Aunque no podía confirmar si lo que me había dicho era cierto o no, cuando crucé el umbral de la puerta de mi casa comencé a pensar en algo que lo único que hizo fue acelerar mis pulsaciones. No di el aviso de que acababa de llegar ni pregunté si había alguien allí. Los fines de semana eran los días que mis padres y los de Leo aprovechaban para pasar juntos. Puede que a otros les pudiera parecer una escena un poco triste, pero para mí no lo era. Después de haber pasado la noche fuera y tras haber respondido a las llamadas de mi madre con un mensaje, nadie me libraría de un pequeño sermón. Sí. Tenía veintiún años. Y sí.

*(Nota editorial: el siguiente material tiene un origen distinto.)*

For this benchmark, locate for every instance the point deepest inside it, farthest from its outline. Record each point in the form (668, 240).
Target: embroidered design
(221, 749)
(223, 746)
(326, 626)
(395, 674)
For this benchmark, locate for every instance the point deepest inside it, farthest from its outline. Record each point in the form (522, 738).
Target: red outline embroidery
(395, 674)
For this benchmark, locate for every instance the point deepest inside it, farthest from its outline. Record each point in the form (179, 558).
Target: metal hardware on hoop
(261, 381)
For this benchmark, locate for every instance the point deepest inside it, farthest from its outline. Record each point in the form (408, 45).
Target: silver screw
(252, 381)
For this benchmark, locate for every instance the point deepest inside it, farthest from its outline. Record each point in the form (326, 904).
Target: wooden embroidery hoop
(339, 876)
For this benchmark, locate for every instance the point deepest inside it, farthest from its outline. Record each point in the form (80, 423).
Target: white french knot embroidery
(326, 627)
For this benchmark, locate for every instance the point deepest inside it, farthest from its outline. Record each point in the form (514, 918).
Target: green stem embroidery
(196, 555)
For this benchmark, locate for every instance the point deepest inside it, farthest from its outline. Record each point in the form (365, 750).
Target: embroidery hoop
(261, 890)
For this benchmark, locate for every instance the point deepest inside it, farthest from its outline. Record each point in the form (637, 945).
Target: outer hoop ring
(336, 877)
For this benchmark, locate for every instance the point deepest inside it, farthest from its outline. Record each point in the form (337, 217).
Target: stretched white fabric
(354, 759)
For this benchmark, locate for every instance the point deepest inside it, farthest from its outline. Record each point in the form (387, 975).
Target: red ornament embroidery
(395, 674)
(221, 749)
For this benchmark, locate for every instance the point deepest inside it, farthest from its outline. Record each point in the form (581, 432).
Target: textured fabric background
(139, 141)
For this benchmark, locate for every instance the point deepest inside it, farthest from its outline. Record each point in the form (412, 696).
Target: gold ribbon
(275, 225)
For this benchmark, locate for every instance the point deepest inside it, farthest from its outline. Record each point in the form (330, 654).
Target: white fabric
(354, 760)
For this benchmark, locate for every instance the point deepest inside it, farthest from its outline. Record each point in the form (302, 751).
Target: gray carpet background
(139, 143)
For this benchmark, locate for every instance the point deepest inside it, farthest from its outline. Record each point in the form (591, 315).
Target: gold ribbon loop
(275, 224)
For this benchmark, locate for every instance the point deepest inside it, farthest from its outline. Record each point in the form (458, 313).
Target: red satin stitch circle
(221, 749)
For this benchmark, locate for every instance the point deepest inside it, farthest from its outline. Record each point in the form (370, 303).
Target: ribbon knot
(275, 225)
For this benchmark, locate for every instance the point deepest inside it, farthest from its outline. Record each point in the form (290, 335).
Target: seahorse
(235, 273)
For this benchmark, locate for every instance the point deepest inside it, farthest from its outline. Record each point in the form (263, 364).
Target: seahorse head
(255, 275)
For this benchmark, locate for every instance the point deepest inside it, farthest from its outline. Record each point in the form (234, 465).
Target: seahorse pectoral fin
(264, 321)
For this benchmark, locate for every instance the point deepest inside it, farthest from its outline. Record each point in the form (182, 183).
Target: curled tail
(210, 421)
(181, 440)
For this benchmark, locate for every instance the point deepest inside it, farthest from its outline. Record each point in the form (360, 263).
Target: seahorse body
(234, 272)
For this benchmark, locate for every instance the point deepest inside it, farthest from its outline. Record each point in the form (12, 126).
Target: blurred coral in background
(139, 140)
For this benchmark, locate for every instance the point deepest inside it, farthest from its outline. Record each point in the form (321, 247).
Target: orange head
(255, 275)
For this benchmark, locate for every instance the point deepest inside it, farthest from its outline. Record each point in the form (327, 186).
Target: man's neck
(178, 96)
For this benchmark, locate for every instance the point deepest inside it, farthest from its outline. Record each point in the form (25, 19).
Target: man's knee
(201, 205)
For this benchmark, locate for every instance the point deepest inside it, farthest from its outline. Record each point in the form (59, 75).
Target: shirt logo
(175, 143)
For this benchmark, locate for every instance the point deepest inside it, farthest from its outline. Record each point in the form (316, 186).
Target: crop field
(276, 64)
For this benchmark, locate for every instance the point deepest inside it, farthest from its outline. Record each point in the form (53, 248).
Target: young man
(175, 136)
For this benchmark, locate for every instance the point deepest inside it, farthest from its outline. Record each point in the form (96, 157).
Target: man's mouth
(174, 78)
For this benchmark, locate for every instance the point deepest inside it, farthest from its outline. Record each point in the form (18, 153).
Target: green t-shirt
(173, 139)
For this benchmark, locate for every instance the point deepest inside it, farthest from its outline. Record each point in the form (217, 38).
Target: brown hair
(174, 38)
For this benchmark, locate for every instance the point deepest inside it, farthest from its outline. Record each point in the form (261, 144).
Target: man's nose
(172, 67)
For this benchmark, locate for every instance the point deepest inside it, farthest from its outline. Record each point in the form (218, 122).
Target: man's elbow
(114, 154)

Ella seguía manteniendo la misma actitud sobreprotectora de siempre. Otros de sus pequeños defectos eran que siempre tenía que llevar la razón y que las ideas, pensamientos y opiniones de los demás, incluidos los míos, estaban por debajo de los suyos. 

Puede que mi enfermedad cardiaca fuera el principal factor que la hiciera estar pendiente de mí casi las veinticuatro horas del día. Por eso mismo no podía juzgarla. No sabía lo que era haber estado al borde de perder a una hija. 

Esa noche, mi amiga logró ocultar mi cicatriz con el maquillaje, y a pesar de que sentí los cálidos labios de ese chico sobre ella, jamás sabría si la vio. Tal vez excedí todos mis límites, pero no me arrepentía de nada. No cambiaría la elección de usar el vestido ni haber compartido esos momentos mágicos con él. 

Entonces, ¿por qué había llorado frente al espejo?

¿Por qué seguía persiguiéndome su recuerdo?

Con ese dilema interno crucé el salón enrollando los dedos en las cuerdas de mi mochila y subí las escaleras. En el segundo piso estaba mi habitación y en la buhardilla mi taller de trabajo. Allí me dedicaba por completo a desarrollar todos y cada uno de mis proyectos. En ese lugar tenía planeado construir la obra en la que basaría mi Trabajo de Fin de Grado, pero tal y como le había dicho a Eros, todavía no tenía nada decidido.

Eros

Su nombre murió en la punta de mi lengua. No me atreví a decirlo en voz alta. Cerré los ojos y suspiré pesadamente cuando entré a mi habitación. Dejé la mochila sobre el escritorio, me descalcé y me tiré sobre la cama. Abracé la almohada, hundí la cara en ella y me perdí en mis pensamientos. No transcurrió mucho tiempo hasta que sentí que los párpados comenzaban a pesarme. Un segundo antes de sumirme en un sueño profundo, mis ojos se quedaron fijos en uno de los tantos dibujos que decoraban las paredes color turquesa. 

Plasmé ese edificio de piedra caliza de cinco plantas y con un jardín muy bien cuidado en su entrada una tarde de verano siete años atrás. Siempre que pensaba en ese día, una sonrisa se me dibujaba en el rostro. Tenía catorce años y en ese entonces era más introvertida, por lo que el hecho de que mis padres me hicieran acompañarlos a celebrar el aniversario de uno de los centros que habían ayudado a fundar con sus inversiones me provocó unos nervios en el estómago que me duraron una semana. No obstante, ahí fue cuando descubrí otras de mis pasiones: la repostería. Lo único que me ayudó a calmarme fue cocinar y en concreto, hice tres bizcochos para llevarlos ese día: uno de limón, uno de chocolate y uno de vainilla. 

Esa fue la primera vez que no me arrepentí de ir a un lugar. 

Visitar el centro de menores Tres Mares marcó un antes y un después en mi vida. Además de descubrir que el sabor de mis bizcochos podía hacer felices a muchas personas, conocí a un chico de mirada temerosa que se me quedó grabada durante mucho tiempo. En realidad, todavía podía recordarla a la perfección.

De pronto, comprendí por qué había llorado. No estaba triste por haber descubierto esa parte de su pasado, sino porque después de tantos años, había vuelto a verlo. 

Yo había encontrado a aquel chico de ojos azules y él a la chica que le había ofrecido una porción de cada uno porque no sabía cuál de todos ellos le gustaría.